Dasar pemikirannya adalah, para teosof Persia Kuno, yang dikenal dengan sebutan Magi, merupakan masyarakat kelas pertama setelah raja dan pengadilan, dan merupakan komunitas yang mandiri, dan luas cakupannya di masa itu. Disebutkan juga bahwa selama pemerintahan Cyrus dan raja-raja lain di masa itu, para Magi itu hadir di semua wilayah di sekitar Persia, dari anak benua India, hingga Mesir dan Yunani.

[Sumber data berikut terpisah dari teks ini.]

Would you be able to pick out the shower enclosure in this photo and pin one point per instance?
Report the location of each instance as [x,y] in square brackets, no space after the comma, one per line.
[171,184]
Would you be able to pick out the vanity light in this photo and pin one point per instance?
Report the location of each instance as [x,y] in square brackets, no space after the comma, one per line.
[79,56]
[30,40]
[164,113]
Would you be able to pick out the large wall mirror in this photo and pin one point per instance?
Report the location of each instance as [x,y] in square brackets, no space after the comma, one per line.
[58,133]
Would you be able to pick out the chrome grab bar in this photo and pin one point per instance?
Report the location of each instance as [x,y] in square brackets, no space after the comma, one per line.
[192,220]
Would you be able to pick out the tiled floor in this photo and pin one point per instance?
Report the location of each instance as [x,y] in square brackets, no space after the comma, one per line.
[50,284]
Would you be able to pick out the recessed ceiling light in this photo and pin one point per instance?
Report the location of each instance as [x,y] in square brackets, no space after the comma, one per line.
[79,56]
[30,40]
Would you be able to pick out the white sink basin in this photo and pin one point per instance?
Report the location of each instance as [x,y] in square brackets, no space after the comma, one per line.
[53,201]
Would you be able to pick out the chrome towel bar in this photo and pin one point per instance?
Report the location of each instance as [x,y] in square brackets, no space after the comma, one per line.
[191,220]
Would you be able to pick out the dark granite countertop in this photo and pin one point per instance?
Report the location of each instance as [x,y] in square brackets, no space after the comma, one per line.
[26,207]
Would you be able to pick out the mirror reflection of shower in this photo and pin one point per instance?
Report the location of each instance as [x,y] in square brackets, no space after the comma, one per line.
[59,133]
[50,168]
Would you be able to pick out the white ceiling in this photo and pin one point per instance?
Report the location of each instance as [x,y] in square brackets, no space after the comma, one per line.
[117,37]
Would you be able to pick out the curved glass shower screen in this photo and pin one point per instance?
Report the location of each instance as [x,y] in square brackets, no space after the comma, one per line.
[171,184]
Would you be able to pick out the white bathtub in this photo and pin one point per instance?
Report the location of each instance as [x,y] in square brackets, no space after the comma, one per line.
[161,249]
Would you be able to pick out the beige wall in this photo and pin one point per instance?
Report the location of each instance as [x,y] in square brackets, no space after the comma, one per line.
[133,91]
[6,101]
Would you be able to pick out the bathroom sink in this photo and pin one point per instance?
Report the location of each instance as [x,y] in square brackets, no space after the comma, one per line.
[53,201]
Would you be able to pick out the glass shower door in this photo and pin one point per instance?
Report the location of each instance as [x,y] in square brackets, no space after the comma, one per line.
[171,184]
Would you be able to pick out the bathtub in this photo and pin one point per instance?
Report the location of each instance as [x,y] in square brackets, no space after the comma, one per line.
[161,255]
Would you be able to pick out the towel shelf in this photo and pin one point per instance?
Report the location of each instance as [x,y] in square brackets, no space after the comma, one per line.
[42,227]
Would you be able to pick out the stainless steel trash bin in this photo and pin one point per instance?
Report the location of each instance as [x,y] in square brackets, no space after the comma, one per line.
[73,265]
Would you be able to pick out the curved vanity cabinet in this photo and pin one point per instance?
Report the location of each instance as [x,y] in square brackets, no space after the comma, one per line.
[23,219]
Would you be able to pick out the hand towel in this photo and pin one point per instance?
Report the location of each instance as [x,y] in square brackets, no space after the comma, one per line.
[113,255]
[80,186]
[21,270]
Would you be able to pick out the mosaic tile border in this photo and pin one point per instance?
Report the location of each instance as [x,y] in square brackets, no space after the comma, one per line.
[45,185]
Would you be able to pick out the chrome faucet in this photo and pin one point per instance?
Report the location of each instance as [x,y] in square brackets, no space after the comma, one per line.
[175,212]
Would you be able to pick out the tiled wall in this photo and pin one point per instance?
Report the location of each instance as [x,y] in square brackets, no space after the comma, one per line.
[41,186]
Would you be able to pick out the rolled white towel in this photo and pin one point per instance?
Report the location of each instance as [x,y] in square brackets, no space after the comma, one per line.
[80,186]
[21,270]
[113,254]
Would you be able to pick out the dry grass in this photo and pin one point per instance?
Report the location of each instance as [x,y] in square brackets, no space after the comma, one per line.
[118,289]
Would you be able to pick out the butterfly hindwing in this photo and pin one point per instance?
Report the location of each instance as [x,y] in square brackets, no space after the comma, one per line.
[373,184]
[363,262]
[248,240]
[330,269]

Walaupun persamaan pandangan maupun keterkaitan filsafat dan agama di antara mereka itu kian tergerus waktu, dan terpengaruh oleh berbagai kepentingan serta kebiasaan setempat, pengaruhnya tetap ada. Interaksi antar pemikiran dan kebudayaan yang mereka jalin tak pernah lenyap. Demikian pula di China, karena perkembangan zaman dan munculnya berbagai dinasti, maka mahzab pemikiran China telah mengalami berbagai perubahan. Mereka juga telah menyaksikan aneka kemajuan dan kemunduran.
Karena bangkitnya Islam memberikan efek sangat nyata dan luar biasa di seluruh peradaban dunia di masanya, dan pada gilirannya membuat Iran yang begitu berkuasa, serta kekaisaran Roma yang arogan itu tunduk pada prinsip ideologi dan mahzab ketuhanannya, maka gelombang Islam juga menyebar ke seluruh bangsa di wilayah timur, dan bangsa China menganggapnya sebagai hal yang lumrah.
Tak lama setelah munculnya Islam—tahun 651 M—agama ini masuk ke China, dan banyak pribumi yang menganutnya. Di era tertentu dalam sejarah China, termasuk masa dominasi Mongol di China, agama Islam kian menemukan momentum untuk bisa diterima.
Tidak seperti agama-agama lain, Islam bukan semata-mata rangkaian doktrin religius dan sebuah paket keyakinan, ataupun ritus-ritus keagamaan. Lebih dari itu, Islam membawa peradaban yang megah, maju, sesuai dengan perkembangan zaman, dan terus mengalami perbaikan. Islam mempersembahkan karya-karya terkemuka di bidang sains dan seni maupun filsafat, matematika, astronomi, dan obat-obatan. Pada saat dunia masih mengimpor dan menerjemahkan buku-buku dari Yunani, ilmu-ilmu tersebut mengalami kemerosotan yang tajam, dan kemudian bisa mencapai puncaknya berkat upaya yang dilakukan oleh figur-figur terkemuka seperti Al-Farabi, Ibn Sina, Khayyam, Biruni, dan Al-Razi. Dalam bidang obat-obatan, misalnya, Ibn Sina dengan karyanya Al Qanun dan Kitab Ash-shifa (Kitab Pengobatan), di bidang logika, filsafat, matematika, dan ilmu alam, selama bertahun-tahun menjadi dasar untuk mempelajari bidang-bidang ini di Timur dan Eropa Pertengahan; kitab-kitab filsafatnya masih menjadi sumber utama ilmu filsafat Islam hingga kini.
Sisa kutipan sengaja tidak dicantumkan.